On two separate occasions, January and June 1977, an additional hotel-motel tax and a 1% food and beverage tax were approved. The proceeds of the new lodging tax were to be devoted to one or more recreational, cultural or civic projects. The enabling legislation that created the food and beverage tax was originally approved by the State to sunset July 1, 1979. This law was first extended to remain in effect until December 31, 1992, then in 1991 was extended permanently. State statute authorizing this tax and the city ordinance imposing it stipulate revenues must be used to pay for activities conducted by the City or other organizations which promote tourism in the city.

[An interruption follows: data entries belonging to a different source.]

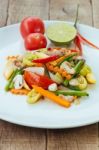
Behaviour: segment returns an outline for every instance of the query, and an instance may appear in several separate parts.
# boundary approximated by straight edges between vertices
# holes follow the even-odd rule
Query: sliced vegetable
[[[54,101],[55,103],[61,106],[68,108],[71,105],[71,103],[68,100],[62,99],[59,96],[56,96],[54,93],[44,90],[41,87],[33,85],[33,88],[36,90],[36,92],[40,93],[42,96],[49,98],[50,100]]]
[[[89,96],[89,94],[87,92],[83,92],[83,91],[73,91],[73,90],[67,90],[67,91],[63,91],[63,90],[58,90],[55,91],[55,94],[59,95],[70,95],[70,96]]]
[[[80,55],[83,53],[82,49],[82,39],[81,37],[77,34],[75,39],[74,39],[75,46],[79,49]]]
[[[92,71],[91,71],[91,68],[87,65],[87,64],[85,64],[83,67],[82,67],[82,69],[81,69],[81,71],[80,71],[80,74],[82,75],[82,76],[86,76],[88,73],[91,73]]]
[[[68,55],[63,61],[61,61],[60,63],[58,63],[58,66],[60,66],[64,61],[70,61],[70,60],[72,60],[72,58],[74,56],[76,56],[76,55],[77,55],[77,53],[72,53],[72,54]]]
[[[28,67],[24,70],[32,72],[32,73],[36,73],[36,74],[39,74],[39,75],[44,75],[44,67]]]
[[[65,79],[64,82],[63,82],[63,85],[64,85],[64,86],[67,86],[68,83],[69,83],[69,81]]]
[[[47,69],[49,70],[49,71],[51,71],[51,72],[54,72],[54,73],[59,73],[60,75],[62,75],[62,77],[65,77],[67,80],[70,80],[71,79],[71,75],[70,74],[68,74],[65,70],[63,70],[63,69],[61,69],[61,68],[59,68],[59,67],[57,67],[57,66],[53,66],[53,65],[51,65],[51,64],[49,64],[49,63],[47,63],[46,64],[46,66],[47,66]]]
[[[24,87],[26,90],[31,90],[25,80],[24,80],[24,82],[23,82],[23,87]]]
[[[88,73],[88,74],[86,75],[86,79],[87,79],[87,82],[88,82],[89,84],[95,84],[95,83],[96,83],[96,79],[95,79],[93,73]]]
[[[27,95],[29,93],[29,90],[26,89],[11,89],[11,93],[16,95]]]
[[[48,63],[48,62],[56,60],[56,59],[58,59],[58,56],[54,55],[54,56],[50,56],[47,58],[35,59],[35,60],[33,60],[33,62],[35,62],[35,63]]]
[[[79,62],[76,64],[76,66],[74,68],[75,69],[75,74],[78,74],[81,71],[84,63],[85,63],[85,60],[79,60]]]
[[[14,88],[15,89],[22,89],[23,87],[23,76],[21,74],[17,74],[14,79],[13,79],[13,82],[14,82]]]
[[[27,102],[29,104],[34,104],[36,103],[40,98],[42,97],[42,95],[38,92],[36,92],[35,89],[32,89],[29,93],[28,93],[28,98],[27,98]]]
[[[83,76],[78,76],[69,81],[69,88],[73,90],[85,90],[87,85],[87,81]]]
[[[52,81],[45,75],[38,75],[28,71],[25,71],[24,73],[24,80],[26,81],[26,83],[29,85],[30,88],[32,88],[32,85],[37,85],[44,89],[48,89],[48,86],[54,83],[54,81]]]
[[[63,78],[58,72],[56,74],[53,74],[53,73],[50,72],[49,74],[50,74],[50,78],[53,81],[55,81],[57,84],[63,83]]]
[[[57,90],[57,84],[56,83],[52,83],[49,85],[48,87],[49,91],[56,91]]]
[[[71,63],[67,61],[63,62],[60,68],[66,70],[66,72],[69,74],[75,74],[75,69],[71,67]]]
[[[12,85],[13,85],[13,79],[14,79],[14,77],[16,76],[16,75],[18,75],[18,74],[22,74],[22,69],[16,69],[14,72],[13,72],[13,74],[11,75],[11,77],[10,77],[10,79],[8,80],[8,83],[7,83],[7,85],[6,85],[6,87],[5,87],[5,90],[6,91],[9,91],[11,88],[12,88]]]
[[[37,55],[35,55],[34,53],[28,52],[24,55],[23,57],[23,64],[24,66],[33,66],[33,59],[37,59]]]

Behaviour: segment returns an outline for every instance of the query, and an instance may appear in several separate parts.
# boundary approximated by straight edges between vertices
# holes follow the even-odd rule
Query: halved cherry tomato
[[[41,33],[31,33],[25,38],[25,48],[27,50],[36,50],[40,48],[45,48],[47,45],[47,40],[45,36]]]
[[[25,73],[24,73],[24,80],[31,88],[33,85],[37,85],[44,89],[48,89],[48,86],[50,84],[54,83],[54,81],[52,81],[45,75],[44,76],[38,75],[38,74],[28,72],[28,71],[25,71]]]
[[[27,17],[22,20],[20,25],[20,32],[23,38],[27,37],[30,33],[45,32],[43,21],[38,17]]]

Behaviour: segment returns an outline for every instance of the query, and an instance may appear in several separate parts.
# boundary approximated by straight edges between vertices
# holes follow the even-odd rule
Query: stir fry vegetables
[[[29,104],[47,97],[67,108],[77,98],[89,96],[85,91],[88,84],[96,83],[86,60],[78,51],[65,47],[9,56],[4,76],[8,80],[5,90],[27,95]]]
[[[96,79],[83,56],[83,45],[99,48],[79,33],[78,9],[79,6],[74,25],[57,22],[45,29],[44,22],[37,17],[21,22],[20,33],[27,51],[22,56],[7,57],[7,92],[27,95],[29,104],[47,97],[67,108],[78,98],[89,96],[85,90]],[[54,46],[47,46],[47,38]]]

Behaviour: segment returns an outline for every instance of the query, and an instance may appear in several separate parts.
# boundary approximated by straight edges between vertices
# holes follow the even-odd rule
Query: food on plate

1980 and 1990 each brought forth an additional 1% hotel-motel tax. In July 2008 a .75% food and beverage tax was added to fund the AMSOIL Arena addition to the Duluth Entertainment Convention Center.

Finally, 2014 saw the reimplementation of the .5% food and beverage tax and .5% hotel-motel tax (commonly referred to as the half and half tax) to fund the City’s portion of the proposed redevelopment of the St. Louis River Corridor.

Yes, eating out means you’re contributing to the tourism tax base. However, the majority of these taxes are collected from out of towners helping finance amenities locals can enjoy year round. And when it comes to Visit Duluth’s promotional efforts, it’s really visitors paying to attract more visitors.

2015 collections are on pace for a record-breaking year, anticipated to be well in excess of $9 million. While state law prohibits using these funds for city infrastructure improvements which are needed, there’s no question residents benefit greatly from the infusion of resources generated for arts and culture, various attractions and community venues.